B.− [S'appliquant à une pers., à son comportement] Généreux, sympathique. Un chic type, une chic fille :
19. C'est moi et Flaubert qui sommes les malpropres, les crapuleux, les voyous, tandis qu'eux autres, ce sont les gens propres, pudibonds, moralement chic. E. et J. de Goncourt, Journal,1886, p. 600.
20. constant. − Tu es la modération même! gabrielle. − Pas toujours. Je ne pratique pas l'oubli des injures, quand c'est mon mari qui les a subies. Je trouve que ta sœur et ton beau-frère se conduisent, à ton égard, indignement! constant. − Ils ne sont pas très chic! gabrielle. − Ta sœur surtout. Quelle ingratitude!... Tu as toujours été pour elle un ami... un ami sublime! Bernstein, Le Secret,1913, I, 1, p. 4.
21. À la gare, un commandant attendait pour embarquer la petite troupe. La tête expressive de Gaspard retint ses yeux, et c'est à lui qu'il dit : − Ah! les volontaires? Rien que des braves, des chics Français! Benjamin, Gaspard,1915, p. 131.
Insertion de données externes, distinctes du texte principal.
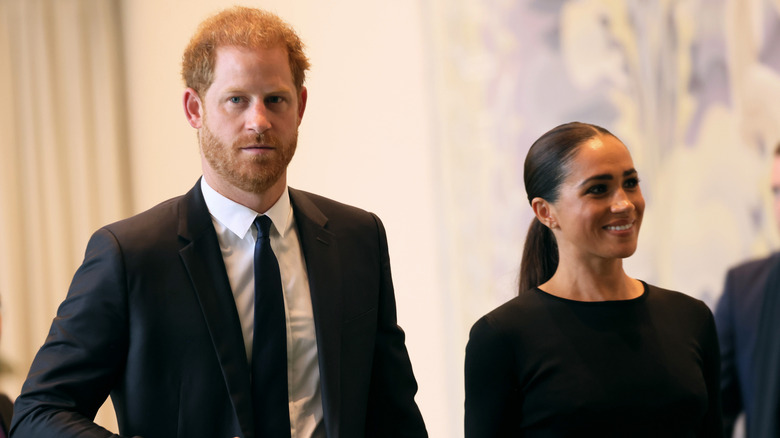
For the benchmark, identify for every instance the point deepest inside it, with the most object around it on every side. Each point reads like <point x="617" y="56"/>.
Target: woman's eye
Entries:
<point x="598" y="189"/>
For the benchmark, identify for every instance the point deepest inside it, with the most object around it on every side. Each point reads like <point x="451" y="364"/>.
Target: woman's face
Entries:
<point x="600" y="206"/>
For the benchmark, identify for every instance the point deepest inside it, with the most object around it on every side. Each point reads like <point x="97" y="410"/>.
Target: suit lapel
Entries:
<point x="320" y="250"/>
<point x="203" y="259"/>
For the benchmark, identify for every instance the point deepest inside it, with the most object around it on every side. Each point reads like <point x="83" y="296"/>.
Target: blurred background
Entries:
<point x="420" y="111"/>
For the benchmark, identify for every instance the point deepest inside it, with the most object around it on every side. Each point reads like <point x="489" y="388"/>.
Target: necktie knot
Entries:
<point x="263" y="224"/>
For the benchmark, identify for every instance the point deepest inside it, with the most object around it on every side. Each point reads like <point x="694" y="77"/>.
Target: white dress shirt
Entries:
<point x="234" y="224"/>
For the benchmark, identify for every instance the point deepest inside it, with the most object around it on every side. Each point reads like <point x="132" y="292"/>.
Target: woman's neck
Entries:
<point x="600" y="282"/>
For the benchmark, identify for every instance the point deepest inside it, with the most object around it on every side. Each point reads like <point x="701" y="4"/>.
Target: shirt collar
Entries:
<point x="239" y="219"/>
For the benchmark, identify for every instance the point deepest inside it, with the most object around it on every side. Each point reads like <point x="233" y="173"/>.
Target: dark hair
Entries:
<point x="546" y="166"/>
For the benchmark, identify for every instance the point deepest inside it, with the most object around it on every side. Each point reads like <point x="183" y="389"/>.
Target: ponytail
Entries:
<point x="540" y="256"/>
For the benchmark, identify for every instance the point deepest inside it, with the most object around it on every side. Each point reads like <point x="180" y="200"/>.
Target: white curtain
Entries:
<point x="63" y="157"/>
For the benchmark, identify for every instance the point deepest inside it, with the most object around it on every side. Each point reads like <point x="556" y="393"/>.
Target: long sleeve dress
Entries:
<point x="544" y="366"/>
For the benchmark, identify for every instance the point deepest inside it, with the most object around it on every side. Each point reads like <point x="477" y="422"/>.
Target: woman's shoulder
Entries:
<point x="518" y="310"/>
<point x="675" y="303"/>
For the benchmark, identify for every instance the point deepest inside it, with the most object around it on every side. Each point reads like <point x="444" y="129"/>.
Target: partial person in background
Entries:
<point x="244" y="307"/>
<point x="748" y="321"/>
<point x="6" y="405"/>
<point x="584" y="349"/>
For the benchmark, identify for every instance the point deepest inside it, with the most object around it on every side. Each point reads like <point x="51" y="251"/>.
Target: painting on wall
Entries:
<point x="691" y="87"/>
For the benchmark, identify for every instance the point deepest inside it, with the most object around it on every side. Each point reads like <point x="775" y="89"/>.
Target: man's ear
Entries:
<point x="302" y="103"/>
<point x="545" y="212"/>
<point x="193" y="108"/>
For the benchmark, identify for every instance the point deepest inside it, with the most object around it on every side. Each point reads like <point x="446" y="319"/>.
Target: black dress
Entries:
<point x="544" y="366"/>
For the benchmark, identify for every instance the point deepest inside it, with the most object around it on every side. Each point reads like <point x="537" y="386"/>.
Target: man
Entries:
<point x="164" y="313"/>
<point x="749" y="330"/>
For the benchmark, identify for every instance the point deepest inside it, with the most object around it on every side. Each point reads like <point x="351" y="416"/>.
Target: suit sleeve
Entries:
<point x="712" y="426"/>
<point x="84" y="352"/>
<point x="729" y="380"/>
<point x="392" y="411"/>
<point x="489" y="382"/>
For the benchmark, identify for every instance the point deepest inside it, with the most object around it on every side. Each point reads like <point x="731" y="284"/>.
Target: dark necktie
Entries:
<point x="269" y="348"/>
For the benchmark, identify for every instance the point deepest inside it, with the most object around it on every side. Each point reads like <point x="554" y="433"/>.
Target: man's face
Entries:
<point x="251" y="114"/>
<point x="776" y="188"/>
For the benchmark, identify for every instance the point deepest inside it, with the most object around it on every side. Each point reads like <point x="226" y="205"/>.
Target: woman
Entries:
<point x="584" y="349"/>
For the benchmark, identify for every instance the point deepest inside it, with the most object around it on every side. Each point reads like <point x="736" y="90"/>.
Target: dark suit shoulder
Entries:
<point x="756" y="267"/>
<point x="326" y="205"/>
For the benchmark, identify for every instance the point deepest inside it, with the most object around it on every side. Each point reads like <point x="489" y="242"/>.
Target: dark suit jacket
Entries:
<point x="150" y="319"/>
<point x="738" y="319"/>
<point x="6" y="412"/>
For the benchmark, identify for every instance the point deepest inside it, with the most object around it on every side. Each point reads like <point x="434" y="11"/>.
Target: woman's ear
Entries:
<point x="545" y="212"/>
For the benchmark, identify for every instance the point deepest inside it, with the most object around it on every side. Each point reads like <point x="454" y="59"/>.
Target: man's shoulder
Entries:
<point x="755" y="267"/>
<point x="330" y="208"/>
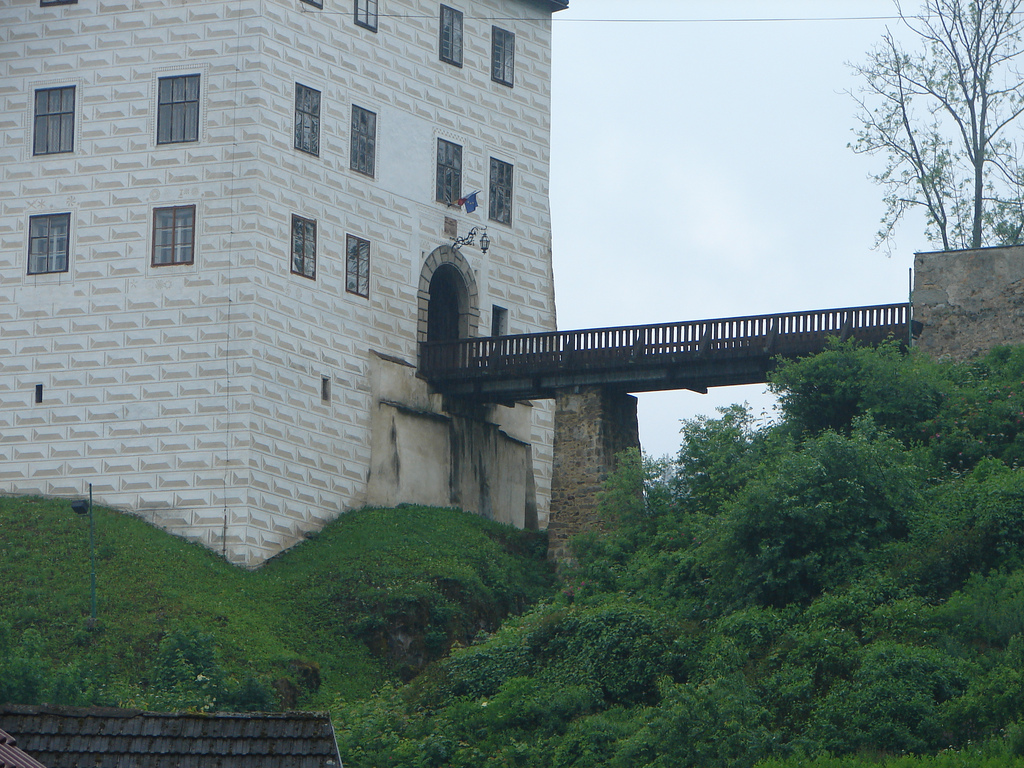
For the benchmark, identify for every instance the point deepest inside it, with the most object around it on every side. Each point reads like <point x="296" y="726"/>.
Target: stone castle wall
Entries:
<point x="193" y="394"/>
<point x="592" y="425"/>
<point x="969" y="301"/>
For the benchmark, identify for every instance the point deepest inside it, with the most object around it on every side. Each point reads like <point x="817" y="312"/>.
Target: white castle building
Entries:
<point x="225" y="227"/>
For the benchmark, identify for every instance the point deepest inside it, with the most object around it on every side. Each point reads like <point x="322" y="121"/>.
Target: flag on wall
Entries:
<point x="469" y="201"/>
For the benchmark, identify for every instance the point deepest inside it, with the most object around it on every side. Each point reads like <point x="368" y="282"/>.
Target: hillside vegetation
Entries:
<point x="373" y="598"/>
<point x="843" y="588"/>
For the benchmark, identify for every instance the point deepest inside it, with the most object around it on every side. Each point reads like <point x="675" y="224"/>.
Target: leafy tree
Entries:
<point x="942" y="117"/>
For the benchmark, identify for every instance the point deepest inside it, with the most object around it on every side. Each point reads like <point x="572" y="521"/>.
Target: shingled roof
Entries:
<point x="103" y="737"/>
<point x="11" y="757"/>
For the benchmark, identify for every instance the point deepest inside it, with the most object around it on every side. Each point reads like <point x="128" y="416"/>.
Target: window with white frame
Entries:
<point x="366" y="13"/>
<point x="177" y="110"/>
<point x="502" y="56"/>
<point x="500" y="208"/>
<point x="173" y="236"/>
<point x="449" y="171"/>
<point x="304" y="247"/>
<point x="49" y="236"/>
<point x="357" y="265"/>
<point x="306" y="119"/>
<point x="53" y="129"/>
<point x="364" y="140"/>
<point x="451" y="38"/>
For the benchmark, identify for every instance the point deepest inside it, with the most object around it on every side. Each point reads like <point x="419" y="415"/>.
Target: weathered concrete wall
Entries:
<point x="591" y="426"/>
<point x="969" y="301"/>
<point x="424" y="453"/>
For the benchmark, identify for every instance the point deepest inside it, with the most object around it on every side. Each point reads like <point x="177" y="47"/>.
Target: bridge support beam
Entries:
<point x="592" y="424"/>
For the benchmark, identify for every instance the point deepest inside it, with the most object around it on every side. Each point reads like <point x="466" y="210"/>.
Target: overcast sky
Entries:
<point x="700" y="169"/>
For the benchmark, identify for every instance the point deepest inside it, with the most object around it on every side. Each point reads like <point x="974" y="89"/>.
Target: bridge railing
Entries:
<point x="791" y="334"/>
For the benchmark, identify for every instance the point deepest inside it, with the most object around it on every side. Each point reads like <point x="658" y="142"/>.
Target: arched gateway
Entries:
<point x="449" y="299"/>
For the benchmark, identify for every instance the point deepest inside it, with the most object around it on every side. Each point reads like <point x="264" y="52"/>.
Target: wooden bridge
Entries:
<point x="693" y="355"/>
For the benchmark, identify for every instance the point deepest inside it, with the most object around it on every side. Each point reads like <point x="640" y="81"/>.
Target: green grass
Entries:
<point x="322" y="605"/>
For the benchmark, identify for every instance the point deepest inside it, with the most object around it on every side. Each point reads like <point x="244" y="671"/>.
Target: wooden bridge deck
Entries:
<point x="693" y="355"/>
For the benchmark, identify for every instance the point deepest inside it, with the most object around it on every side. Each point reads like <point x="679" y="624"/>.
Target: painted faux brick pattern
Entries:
<point x="190" y="394"/>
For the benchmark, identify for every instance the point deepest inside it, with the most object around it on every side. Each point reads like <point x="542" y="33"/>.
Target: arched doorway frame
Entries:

22. − Mon dieu! Marie-Louise posa sa main sur le bras d'Henriette, − cet endroit ravissant!... et je n'y pensais plus, on me l'avait raconté, en effet, Morot est à New-York... Il ne faut pas vous gêner avec nous, Henriette... Alain serait très heureux d'acheter un tableau à Alexis... − Vous êtes chic! − Elles s'embrassèrent. E. Triolet, Le Premier accroc coûte deux cents francs,1945, p. 110.
C.− [Fonctionnant comme un équivalent de l'adv. bien] :
23. Tu sais, il y en a qui disent aux pisseuses qu'ils veulent envoyer dinguer : je pars pour l'Algérie, bonsoir, mon andalouse, geins pas, je t'enverrai des dattes, − et intérieurement ils pensent : compte là-dessus, il pleut! voyons, c'est-il convenable? Non, n'est-ce pas? Je ne suis pas comme ça moi, je préviens ma propriétaire huit jours à l'avance que je déguerpis. − C'est franc et c'est chic, voilà mon idée! Maintenant, embrasse-moi, poupoule. Huysmans, Les Sœurs Vatard,1879, p. 125.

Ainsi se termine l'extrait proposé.